How CDNs, Adaptive Bit Rate streaming protocols and codecs have evolved together to take video streaming forward from the earlier inconsistent and low-quality experience, to deliver broadcast quality today in many cases.
Other articles in this series:
The main bones of video streaming, CDNs, codecs, and transport protocols, are now mature enough for primary services and at the point broadcasters can trust them for lean back viewing in many cases. This has left the digital divide as possibly the biggest challenge for streaming, leaving people unable to access good enough broadband left behind with poor quality internet, still unable to enjoy even consistent standard definition online video.
The other major challenge is around scalable live streaming, especially of popular global events, for which IP multicast has emerged as the most viable technology enabling high quality distribution to large audiences. Other activity centers around algorithms that may incorporate machine learning for optimizing the performance of codecs and also the balance between quality and risk of buffering during playback on end devices through adaptive bit rate streaming (ABRS).
Latency is also critical for live streaming, but we delve deeper into that in a future article in this series. Here we chart the progression of streaming video quality to identify remaining challenges and issues today, both for on demand and live. This has been driven along three axes comprising CDNs, codecs, and ABRS, which between them enable reliable streaming at ultra HD quality over the broadband networks widely available in more developed countries and increasingly in urban areas of developing ones.
For many rural users, even in developed countries, where quality has been poor, services based on Fixed Wireless Access over mobile networks, LEO (Low Earth Orbit Satellite) and other non-terrestrial networks based on stratospheric balloons or drones, are starting to fill in these coverage gaps and heal digital divides to some extent.
Many authorities cite ESPN SportsZone’s stream of a baseball game between the Seattle Mariners and the New York Yankees on 5 September 1995 as the first to be transmitted simultaneously in real time to a substantial audience.

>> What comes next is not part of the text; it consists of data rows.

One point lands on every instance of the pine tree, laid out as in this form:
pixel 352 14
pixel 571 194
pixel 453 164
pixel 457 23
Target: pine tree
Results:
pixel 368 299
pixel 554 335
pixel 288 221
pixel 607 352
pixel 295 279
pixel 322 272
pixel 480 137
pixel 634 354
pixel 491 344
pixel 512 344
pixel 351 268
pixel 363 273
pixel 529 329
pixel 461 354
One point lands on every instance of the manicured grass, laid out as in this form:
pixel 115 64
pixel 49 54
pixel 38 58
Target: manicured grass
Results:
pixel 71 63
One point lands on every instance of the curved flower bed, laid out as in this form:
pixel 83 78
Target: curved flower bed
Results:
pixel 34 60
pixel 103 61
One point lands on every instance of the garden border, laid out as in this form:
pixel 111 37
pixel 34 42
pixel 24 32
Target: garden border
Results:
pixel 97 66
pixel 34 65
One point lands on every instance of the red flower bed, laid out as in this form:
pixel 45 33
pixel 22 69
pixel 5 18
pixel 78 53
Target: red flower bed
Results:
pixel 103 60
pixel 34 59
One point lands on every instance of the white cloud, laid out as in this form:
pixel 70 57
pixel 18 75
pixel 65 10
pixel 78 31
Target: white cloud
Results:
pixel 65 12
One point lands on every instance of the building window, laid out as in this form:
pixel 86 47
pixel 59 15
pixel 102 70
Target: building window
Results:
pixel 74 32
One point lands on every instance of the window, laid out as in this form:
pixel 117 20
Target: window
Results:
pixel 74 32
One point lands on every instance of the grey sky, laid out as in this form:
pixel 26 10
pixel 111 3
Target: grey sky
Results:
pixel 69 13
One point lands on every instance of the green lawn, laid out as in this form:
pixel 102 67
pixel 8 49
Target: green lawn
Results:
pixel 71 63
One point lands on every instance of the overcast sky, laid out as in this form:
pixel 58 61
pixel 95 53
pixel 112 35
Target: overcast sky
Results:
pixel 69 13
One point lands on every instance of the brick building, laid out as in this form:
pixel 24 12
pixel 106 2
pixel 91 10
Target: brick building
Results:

But this had to contend with low bit rates of 64 Kbps for those lucky enough to have a digital connection known as ISDN, or less for many with dial up analog modems. The low resolution and long latency with frequent buffering and freezing, as well as poor audio/video synchronization, meant that very little further video was streamed over the World Wide Web (WWW) until 2002 when VHS quality video with more reliable lip sync had become just possible.
Even then prevailing bit rates over emerging telco DSL (Digital subscriber Lines) of around 256 Kbps meant resolutions were poor. A few years later by the mid noughties, Macromedia, later acquired by Adobe, had emerged to dominate streaming with its Flash Player, which for the first time unified streaming media with interactive operation.
But the problems of bandwidth, scalability and latency remained largely unsolved, merely rolled back just a little. Yet continual progress was being made along all three of those dimensions of codec, CDN and transport.
The key codec development for streaming was emergence of the H.264 codec in 2003 as a sequel to MPEG-2 which had been adopted by broadcasters and pay TV providers from the mid-1990s for their linear services, over satellite, cable TV or terrestrial networks. Otherwise known as Advanced Video Coding (AVC) or MPEG-4 Part 10, H.264 about doubled the efficiency of MPEG-2 and was also more flexible with its support for several video bit rates and resolutions, as well as several different encoding techniques.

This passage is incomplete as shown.